# help with moss and dry start method



## scotty b (Oct 23, 2012)

I want to start a 10 gallon moss tank and saw you can blend moss with yogurt and dry start it on rocks and wood, how can i do this ?
what type of yogurt do i use?


----------



## chad320 (Mar 7, 2010)

Buttermilk.


----------



## jrh (Sep 9, 2007)

You might find this thread helpful

http://www.plantedtank.net/forums/showthread.php?t=294738&highlight=yogurt


----------



## scotty b (Oct 23, 2012)

thanks for the link , very helpful . would the dry start method work with riccia moss ? will riccia ever 'grab' onto anything ?


----------



## jrh (Sep 9, 2007)

i've read that riccia never attaches. people use scrubbies or hairnets to wrap it around something.


----------



## scotty b (Oct 23, 2012)

i am going to try a moss milkshake with java moss and see if it grows well


----------



## mayphly (Jul 20, 2010)

Scotty b,

Check this out

http://www.shrimptank.ca/2011/04/the-planted-tank-algae-version/#comments


----------



## scotty b (Oct 23, 2012)

that looks nice bub i bet it is a pain to keep the algae off the front glass


----------



## Jalopy (Aug 11, 2013)

scotty b said:


> thanks for the link , very helpful . would the dry start method work with riccia moss ? will riccia ever 'grab' onto anything ?


Yeah, riccia will attach itself to rocks.

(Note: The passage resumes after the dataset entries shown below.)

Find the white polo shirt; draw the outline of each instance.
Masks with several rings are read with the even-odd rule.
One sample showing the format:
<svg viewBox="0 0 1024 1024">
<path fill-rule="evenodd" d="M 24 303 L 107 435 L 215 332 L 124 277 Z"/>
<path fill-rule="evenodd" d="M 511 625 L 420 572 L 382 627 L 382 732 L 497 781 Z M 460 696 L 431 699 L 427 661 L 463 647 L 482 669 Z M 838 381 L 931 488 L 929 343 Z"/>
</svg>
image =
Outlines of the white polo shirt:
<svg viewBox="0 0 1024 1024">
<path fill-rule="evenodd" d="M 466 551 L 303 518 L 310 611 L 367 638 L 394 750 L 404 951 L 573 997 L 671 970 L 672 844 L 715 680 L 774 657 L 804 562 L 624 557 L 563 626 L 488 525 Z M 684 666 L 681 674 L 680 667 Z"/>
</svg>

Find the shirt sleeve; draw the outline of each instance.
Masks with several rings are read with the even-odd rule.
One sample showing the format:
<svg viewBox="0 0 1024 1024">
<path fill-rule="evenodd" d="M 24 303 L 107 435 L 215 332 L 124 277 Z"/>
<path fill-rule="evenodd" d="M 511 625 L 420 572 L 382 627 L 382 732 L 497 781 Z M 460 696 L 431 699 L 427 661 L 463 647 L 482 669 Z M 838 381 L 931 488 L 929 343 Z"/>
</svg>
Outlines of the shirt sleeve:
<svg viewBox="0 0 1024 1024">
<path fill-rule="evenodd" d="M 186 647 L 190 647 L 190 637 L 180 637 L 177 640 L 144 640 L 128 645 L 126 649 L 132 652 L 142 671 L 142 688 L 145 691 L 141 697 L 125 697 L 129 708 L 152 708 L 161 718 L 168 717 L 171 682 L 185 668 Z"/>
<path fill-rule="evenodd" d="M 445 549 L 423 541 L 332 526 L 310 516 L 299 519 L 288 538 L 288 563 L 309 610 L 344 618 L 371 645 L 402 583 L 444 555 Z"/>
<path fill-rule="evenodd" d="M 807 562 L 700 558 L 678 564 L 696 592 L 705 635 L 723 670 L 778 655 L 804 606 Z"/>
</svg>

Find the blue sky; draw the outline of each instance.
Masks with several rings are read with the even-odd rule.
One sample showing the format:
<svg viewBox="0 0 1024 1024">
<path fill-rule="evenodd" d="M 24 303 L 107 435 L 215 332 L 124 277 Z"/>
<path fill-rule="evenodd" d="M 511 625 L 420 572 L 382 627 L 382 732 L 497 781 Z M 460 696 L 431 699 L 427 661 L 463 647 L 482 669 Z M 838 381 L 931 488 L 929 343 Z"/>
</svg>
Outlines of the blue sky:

I had some attach by accident when I dry started my mosses. I don't think you need buttermilk. I just chopped up the mosses, spread them on the rock and sprayed them with water with a very tiny amount of Flourish. Something like a couple of drops per liter of water. It'll take about a week or two for them to attach. If you find that the rock or branch they're on is prone to drying out then wrap it in plastic wrap after you spray. Just make sure to unwrap them once a day for around 30 minutes. 

FYI Pellia and mini pellia will can also attach to things during a dry start.


----------



## scotty b (Oct 23, 2012)

would Japaneses moss balls work it if i blended them with butter milk and dry started them ? i know they are algae


----------



## Hobbes1911 (Mar 2, 2009)

Riccia will not stay attached, if it ever does, when submerged. Also, if you keep it tied to something, you need to constantly trim it to make sure that the lower parts don't die off. If that happens the riccia will just float away. Buttermilk will smell and look funky for a while, but it should work. Make sure to aerate well!


----------



## scotty b (Oct 23, 2012)

started a java moss milkshake , now its a fluffy white mass , will update if it goes well


----------